Tom Friedman's furrowed middlebrow

>> Friday, February 12, 2010

This column is a few months old, but it's a particularly good example of something illustrated by any number of Thomas Friedman columns, or indeed any amount of free-wheeling high-profile punditry. Various aspects of the argument strike me as absurd (the idea that the only really big problem the world had when Friedman was a kid was the fact that the Soviet Union was a nuclear state) to at best dubious and strained (the analogy between increasing U.S. government debt and increasing carbon emissions). But what struck me about it at the time, and why I remembered it this week, was something else: the breezy style in which Friedman issues pronouncements on three immensely complex subjects -- nuclear proliferation, the world's financial system, and climate change -- as if these are straightforward matters that he, Thomas Friedman, has sufficient expertise to comment on in a useful way because he slept in a Holiday Inn Express last night or something.

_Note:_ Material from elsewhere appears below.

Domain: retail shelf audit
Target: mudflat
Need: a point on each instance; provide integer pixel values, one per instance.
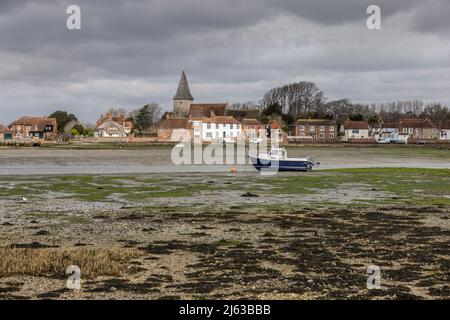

I was reminded about that this week because I've spent a lot of time doing media stuff on the childhood obesity panic (I'll be on CNN tomorrow at 7:45 PM eastern Update: link to video here), and I was struck, if I might indulge in a bit of liberal condescension, by how much I know on this subject, at least in comparison to almost everybody who is commenting on it.

Now this isn't because I'm some sort of genius, but simply because I've spent literally thousands of hours studying the subject of the relation between weight and health. I get a bemused smile when somebody in a comment thread starts pontificating about the "fact" that very thin people have high mortality rates because people lose lots of weight right before they die. As anyone in my position would be, I'm intimately familiar with the methodological debates about what to do to control for occult wasting in observational studies. Indeed I'm hip to all the tricks researchers use when trying to squeeze certain conclusions out of the data. That's why people like, to name names as they used to say back in the 1950s, Walter Willett and JoAnn Manson of the Harvard School of Public Health hate me with a visceral passion -- and I welcome their hatred.

Normally, people like Willett and Manson can shut dissenters up, or at least make them extremely cautious and mealy-mouthed, through the raw exercise of institutional power. They review articles for publication, consult on grant proposals, invite people to conferences, write tenure letters and letters of recommendation, place former students in key positions, and even hold press conferences to denounce researchers who publish inconvenient truths, to name just a few of the many tools at their disposal.

But hey I'm not a doctor, as I'm so often reminded. No kidding -- which means, among other things, that I'm off the grid. They can't do anything to me and it drives them nuts. It's hardly a coincidence that the most trenchant criticisms of the obesity orthodoxy are coming from academics who are mostly outside the public health establishment: from political scientists and sociologists and historians and physiologists and yes even a law professor or two. These are people who don't have to curry favor with the obesity powers that be to get hired and funded and tenured and promoted.

[Update: A few comments in this thread and in the torture/body stigmatization thread take the rather inexplicable view that I'm claiming "academia" is out to get obesity dissidents. To the contrary, academia enables obesity dissidence, as the links in the post indicate. The parallels between obesity dissidence and global warming denialism are interesting, but also highly problematic for all sorts of reasons. That's a subject for another post].

Anyway, back to Tom Friedman. One advantage of actually knowing a lot about something is that (unless you're an egomaniac) you have a keen sense of how little you know about almost everything. Here's what my opinion is worth, on the margin, to debates about nuclear proliferation in an age of terrorism, and managing the U.S. debt in the context of the world financial system, and dealing with the problem of anthropogenic climate change: Nothing. If I studied one of those things intensely for say five years I might have something to add. But I haven't and I don't. So I try to draw a distinction (at times unsuccessfully no doubt) between opining on subjects on which I actually know something (there are about two others besides fat), and everything else. I doubt, however, that someone like Friedman could do what he perceives to be his job if he drew a similar distinction.